Either way, chances are that it was cheap, boring, and quickly gotten rid of in favour of something a bit more powerful and exciting.
Chances are equally as good that your first car wasn’t a gold 1983 Porsche 944. But it was for Nelson Chong.

“I told myself ‘what would be the coolest first car ever to get’”, Nelson told us, “and I scoured [the internet] with all sorts of things.
“I was looking up and down, looking at cars I could afford, couldn’t afford - I looked at a shell for a 911 that was £200 and completely scrapped, I looked at MX5s, I looked at everything.”
After searching high and low, it was a night where he’d had a couple of “refreshments” after dinner that he saw this 944 and knew instantly that it was for him.

“I was on Autotrader and this gold… thing showed up - that was it. I just saw it, and I looked at my friend and it was that kind of look where it just went ‘that’s it - that’s the one’.”
Nelson admits that it took some time to convince himself that, yes, a gold 944 is a good first car - taking a month between seeing the car online and going to view it in person. But when he first cast his eyes over the roughly 150,000 mile, 40-year-old Porsche that was it - deal done.
“There were genuinely so many things wrong with it, but I didn’t care - I just bought it,” he explained.

“It had a leaking fuel pump, the fuel mixture was awful, and also the side sills were rotten, so I had to do those. I took the car to a Porsche specialist called Strasse. They redid all the side sills, redid all the fenders and everything, replaced the brake lines. I put a short shifter kit on it, adjusted the mixture, and now it’s been going strong.”
With the car back and ready to go, it became what all first cars truly are - a passport to freedom.
“[I’ve done] lots of car meets, meeting new people. It’s a really great way to socialise - that’s kind of the main thing for me.
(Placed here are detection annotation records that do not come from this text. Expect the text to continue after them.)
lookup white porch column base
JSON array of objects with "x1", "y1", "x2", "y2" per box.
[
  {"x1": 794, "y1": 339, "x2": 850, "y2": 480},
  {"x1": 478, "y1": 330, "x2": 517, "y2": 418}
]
In the first month that I’d received the car back from Strasse I took it down to Oxford for a big Porsche rally.

“I took my cat in it - I had a full setup in the back of the car. I had the cat litter, carpet, food, water - it was my six-month-old kitten that I’d had for a month. I decided that I can’t leave it at home, so I might as well just take it with me.”
The social aspect is certainly a popular part of car ownership, and as we speak we’re at the Classic Car Sunday meet in Harrogate, surrounded by more Porsches and interesting cars. Nelson’s has a claim to fame here too, as it appeared on the front cover of issue 614 of Classic Cars magazine.
As you’d imagine for a car of this vintage, it does have a bit of history. There’s a Porsche Club sticker from 1987 on the passenger side, a plaque for the 1997 Wiveton Bell Classic Car Rally (an event run from the Wiveton Bell pub in Norfolk, later renamed to the Charles Clark Classic Car Rally in memory of the Wiveton Bell’s former landlord, who was lost at sea in 1998). And it’s done more miles than the clock will show.

“This is currently on 72,200 miles, but that’s 172,000 miles - it’s only displaying five digits because it only has five digits, so it’s gone all the way round. In just over two years I’ve done over 20,000 miles - so not bad going.”
Plans for this year? “Constantly driving it,” Nelson says. “It’s my only car - it’s my everyday car.”
First cars are usually seen as disposable - a necessary first step on a ladder to climb. But Nelson eschewed that and skipped straight to this 944. It’s not a garage queen or an investment; it’s a daily driver enjoyed as a Porsche should be. And in going for gold, he’s got something much rarer - a first car worth holding onto.